Disruption numérique

Mais pour les entrepreneurs d'Internet, et notamment pour Fadi Farah, fondateur de la start-up Easy-verres, la solution est ailleurs : « On peut faire du zéro reste à charge avec des lunettes d'excellente qualité sans avoir besoin de faire baisser la TVA », assure-t-il. Chez lui, la paire coûte 250 euros. Ses clients ont en moyenne un reste à charge de 10 euros, et 80 % ne sortent jamais leur Carte Bleue. Ils renseignent leur numéro de Sécurité sociale en ligne et, si leur mutuelle est partenaire (20 millions de Français couverts), leurs droits sont immédiatement calculés, afin de leur proposer un catalogue zéro débours, en tiers payant intégral.

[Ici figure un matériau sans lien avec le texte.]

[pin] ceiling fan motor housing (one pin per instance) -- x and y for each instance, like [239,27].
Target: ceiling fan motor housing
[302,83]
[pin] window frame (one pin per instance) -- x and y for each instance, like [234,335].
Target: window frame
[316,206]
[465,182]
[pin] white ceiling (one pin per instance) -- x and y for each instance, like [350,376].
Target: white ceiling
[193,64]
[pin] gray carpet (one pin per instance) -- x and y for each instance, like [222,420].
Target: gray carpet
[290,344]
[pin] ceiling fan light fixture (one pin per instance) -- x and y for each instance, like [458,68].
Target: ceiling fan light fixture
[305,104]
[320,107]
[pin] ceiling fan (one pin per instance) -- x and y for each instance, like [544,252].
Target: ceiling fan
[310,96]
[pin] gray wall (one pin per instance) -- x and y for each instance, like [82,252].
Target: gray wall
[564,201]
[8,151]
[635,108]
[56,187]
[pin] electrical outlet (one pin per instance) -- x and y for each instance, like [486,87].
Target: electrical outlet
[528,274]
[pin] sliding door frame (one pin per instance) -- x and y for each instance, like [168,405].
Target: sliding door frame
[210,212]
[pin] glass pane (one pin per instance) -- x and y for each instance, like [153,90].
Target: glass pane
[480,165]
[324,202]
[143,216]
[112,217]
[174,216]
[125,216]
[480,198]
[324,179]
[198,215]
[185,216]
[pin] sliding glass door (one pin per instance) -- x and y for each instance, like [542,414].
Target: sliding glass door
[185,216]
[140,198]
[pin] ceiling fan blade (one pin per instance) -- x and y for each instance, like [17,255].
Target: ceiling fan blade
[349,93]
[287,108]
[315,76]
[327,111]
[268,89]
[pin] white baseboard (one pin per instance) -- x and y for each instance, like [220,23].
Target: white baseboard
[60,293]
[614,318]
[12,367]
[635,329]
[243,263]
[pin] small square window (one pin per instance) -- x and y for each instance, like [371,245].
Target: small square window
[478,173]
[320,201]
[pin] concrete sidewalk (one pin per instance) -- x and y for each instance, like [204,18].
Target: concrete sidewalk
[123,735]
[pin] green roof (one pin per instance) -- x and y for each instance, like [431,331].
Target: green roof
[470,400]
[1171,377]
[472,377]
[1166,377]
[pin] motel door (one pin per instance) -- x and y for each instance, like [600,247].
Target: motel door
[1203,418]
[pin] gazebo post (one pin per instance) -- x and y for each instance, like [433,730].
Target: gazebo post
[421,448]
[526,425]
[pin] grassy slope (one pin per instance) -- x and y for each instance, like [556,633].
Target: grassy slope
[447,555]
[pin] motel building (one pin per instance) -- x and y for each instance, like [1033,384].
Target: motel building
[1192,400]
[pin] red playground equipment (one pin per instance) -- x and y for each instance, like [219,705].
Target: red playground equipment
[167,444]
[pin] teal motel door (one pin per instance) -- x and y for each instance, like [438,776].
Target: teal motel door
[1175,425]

« Si toutes les complémentaires faisaient comme nos partenaires, cela ferait beaucoup baisser les coûts pour tout le monde, souligne l'entrepreneur. Cela serait plus efficace que les éternelles stratégies de prix d'appel à 20 ou 30 euros, pour un prix moyen qui se monte en fin de compte à 500 euros. » A terme, la disruption sera peut-être le meilleur allié du reste à charge zéro, mais au prix d'une restructuration brutale du réseau d'opticiens.